Consider the quadrilateral $AC_1BC_2$. Its four sides are

$$AC_1,\quad C_1B,\quad BC_2,\quad C_2A,$$

and each of them has length $2a$. Hence $AC_1BC_2$ is a rhombus.

The diagonals of a rhombus bisect each other. The diagonals are $AB$ and $C_1C_2$. Let

$$M=AB\cap C_1C_2.$$

Then $M$ is the midpoint of $AB$.

Since $AB=2a$, it follows that

$$AM=MB=a.$$

We now construct a right angle.

Take the segment $AM$, whose length is $a$. Construct an equilateral triangle $AMP$.

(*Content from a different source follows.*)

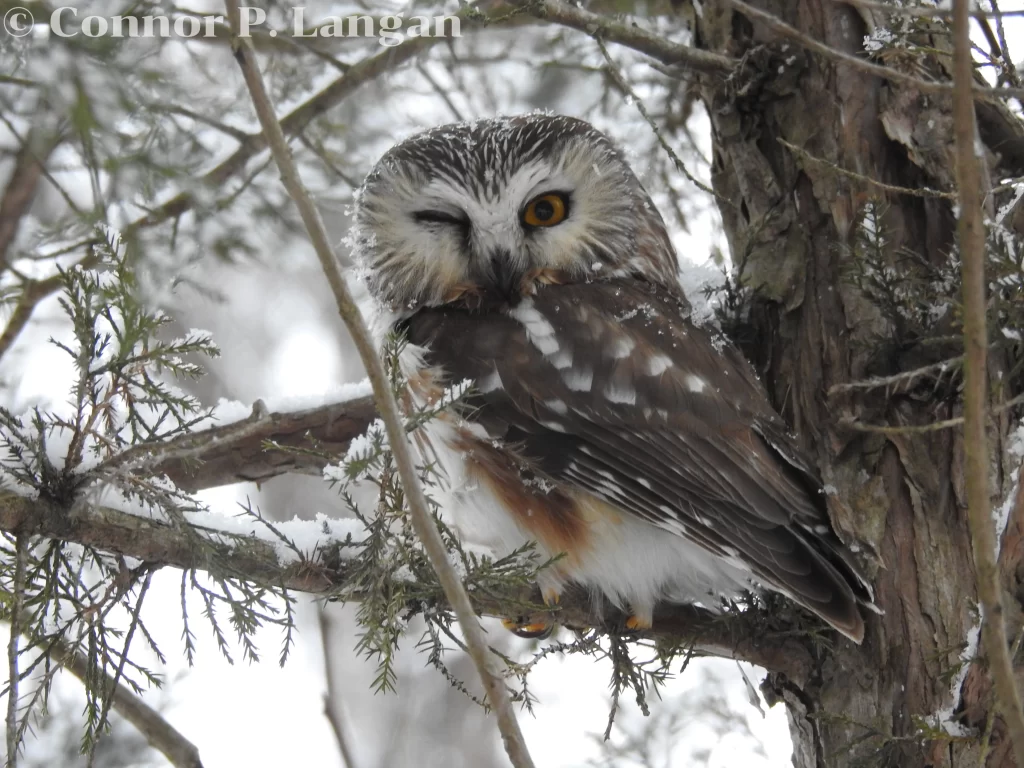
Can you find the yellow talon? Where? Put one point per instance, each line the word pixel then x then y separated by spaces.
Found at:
pixel 529 630
pixel 636 623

Since $M$ is the midpoint of the side $AM$, the point $M$ is also the midpoint of the base of triangle $AMP$. In an equilateral triangle, the median from a vertex is simultaneously an altitude. Therefore the line through $P$ and the midpoint of the opposite side is perpendicular to that side.

Let $N$ be the midpoint of $AM$. Draw the line $PN$. Then

$$PN\perp AM.$$

Thus a right angle has been constructed.

To construct a perpendicular to a given line $\ell$, choose on $\ell$ a segment $RS$ of length $a$. Construct an equilateral triangle $RST$ on that segment. Construct the midpoint $K$ of $RS$ by the midpoint construction described above. Draw the line $TK$.

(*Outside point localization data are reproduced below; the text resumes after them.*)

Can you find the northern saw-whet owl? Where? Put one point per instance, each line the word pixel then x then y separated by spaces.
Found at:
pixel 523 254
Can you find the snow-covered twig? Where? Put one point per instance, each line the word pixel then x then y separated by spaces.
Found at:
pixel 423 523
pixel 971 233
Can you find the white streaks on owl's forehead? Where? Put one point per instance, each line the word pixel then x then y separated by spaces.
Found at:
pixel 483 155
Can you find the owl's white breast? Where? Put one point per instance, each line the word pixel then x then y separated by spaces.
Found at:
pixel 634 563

Since $RST$ is equilateral, the median from $T$ to the midpoint $K$ of the side $RS$ is an altitude. Hence

$$TK\perp RS.$$

Because $RS$ lies on the given line $\ell$,

$$TK\perp \ell.$$

This gives the required perpendicular.

The required constructions are therefore obtained by constructing midpoints via a rhombus and then using the altitude of an equilateral triangle. The constructed objects are

$$\boxed{\text{a right angle and a perpendicular to any given line}.}$$

Verification of Key Steps

The midpoint construction relies on the quadrilateral $AC_1BC_2$ being a rhombus. The equalities

$$AC_1=C_1B=BC_2=C_2A=2a$$

come directly from the fact that $ABC_1$ and $ABC_2$ are equilateral with side $AB=2a$. Thus all four sides of the quadrilateral are equal, which is exactly the definition of a rhombus.

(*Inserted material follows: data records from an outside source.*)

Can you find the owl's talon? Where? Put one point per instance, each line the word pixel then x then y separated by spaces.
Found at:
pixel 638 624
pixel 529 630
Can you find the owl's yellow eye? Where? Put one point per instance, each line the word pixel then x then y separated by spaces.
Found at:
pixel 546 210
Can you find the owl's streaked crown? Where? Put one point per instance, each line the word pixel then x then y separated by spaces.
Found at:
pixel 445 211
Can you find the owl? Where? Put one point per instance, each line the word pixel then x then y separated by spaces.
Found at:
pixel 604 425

The identification of the diagonals requires care. The vertices of the rhombus occur in the order

$$A,\ C_1,\ B,\ C_2.$$

Hence the opposite vertex pairs are $(A,B)$ and $(C_1,C_2)$. Therefore the diagonals are precisely $AB$ and $C_1C_2$. Their intersection bisects $AB$, giving its midpoint.

For the perpendicular construction, the relevant theorem is that in an equilateral triangle the median from a vertex is an altitude. This follows because the two triangles formed by the median have equal corresponding sides and are congruent; the adjacent angles at the midpoint are equal and supplementary, so each is $90^\circ$. Thus the median is perpendicular to the base.

Alternative Approaches

Instead of constructing a rhombus from two equilateral triangles on a segment of length $2a$, one may first construct any rhombus with side length $a$. The intersection of its diagonals gives the midpoint of each diagonal. After obtaining a midpoint of a segment of known length, the rest of the argument proceeds exactly as above through the altitude of an equilateral triangle.

The chosen construction is preferable because every step uses only the fixed length supplied by the marked ruler and requires no auxiliary parallelogram constructions. The midpoint emerges directly from a single rhombus whose sides are forced by two equilateral triangles.